Cobalt is a mineral composed of arsenic, an unmetallic earth, and frequently bismuth: and as none of these are very volatile, except the arsenic, this may be easily separated from the rest by sublimation. The unmetallic earth which remains has, like that of the ore of bismuth, the property of giving a blue colour to any vitrifiable matters melted with it; whence it is conjectured, that cobalt and the ore of bismuth have a great resemblance, or are often blended with each other. Nevertheless, Mr. Brant, an ingenious Swedish Chymist, insists that they are very different: he pretends that the metallic substance contained in the true cobalt is a semi-metal of a peculiar nature, which hath been erroneously confounded with bismuth: and indeed he proves by a great number of curious experiments, related in the Memoirs of the Academy of Upsal, that these two metallic substances have properties that are essentially different: to that which is obtained from cobalt, he gives the name of Regulus of Cobalt.
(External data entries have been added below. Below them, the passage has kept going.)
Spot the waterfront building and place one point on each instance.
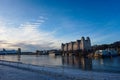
(79, 45)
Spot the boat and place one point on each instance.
(106, 53)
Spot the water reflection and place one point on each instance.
(83, 63)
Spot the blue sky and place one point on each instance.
(45, 24)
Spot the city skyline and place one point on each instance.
(45, 24)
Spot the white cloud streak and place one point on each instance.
(28, 36)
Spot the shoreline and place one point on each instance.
(61, 72)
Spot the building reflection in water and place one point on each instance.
(83, 63)
(18, 58)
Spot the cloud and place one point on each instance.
(27, 36)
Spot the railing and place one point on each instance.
(62, 71)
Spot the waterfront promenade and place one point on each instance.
(20, 71)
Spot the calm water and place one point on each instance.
(101, 64)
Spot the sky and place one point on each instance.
(45, 24)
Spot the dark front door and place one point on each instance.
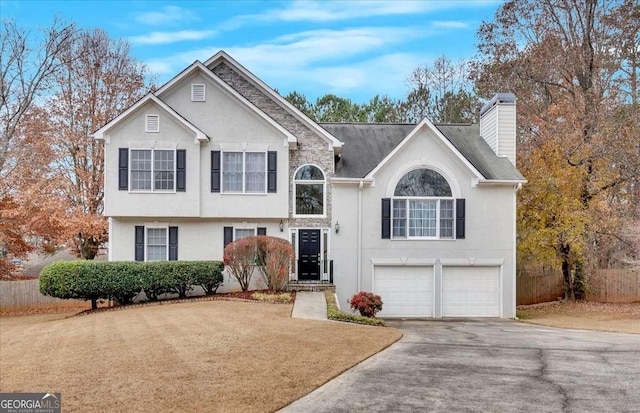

Besides the minerals already recited, there is found in the bowels of the earth another species of compound body, of which we have already taken notice; but which is supposed, with some degree of probability, to belong as much to the vegetable as to the mineral kingdom: I mean the Bitumens; which the best observations oblige us to consider as vegetable oils, that by lying long in the earth have contracted an union with the mineral acids, and by that means acquired the thickness, consistence, and other properties observable in them.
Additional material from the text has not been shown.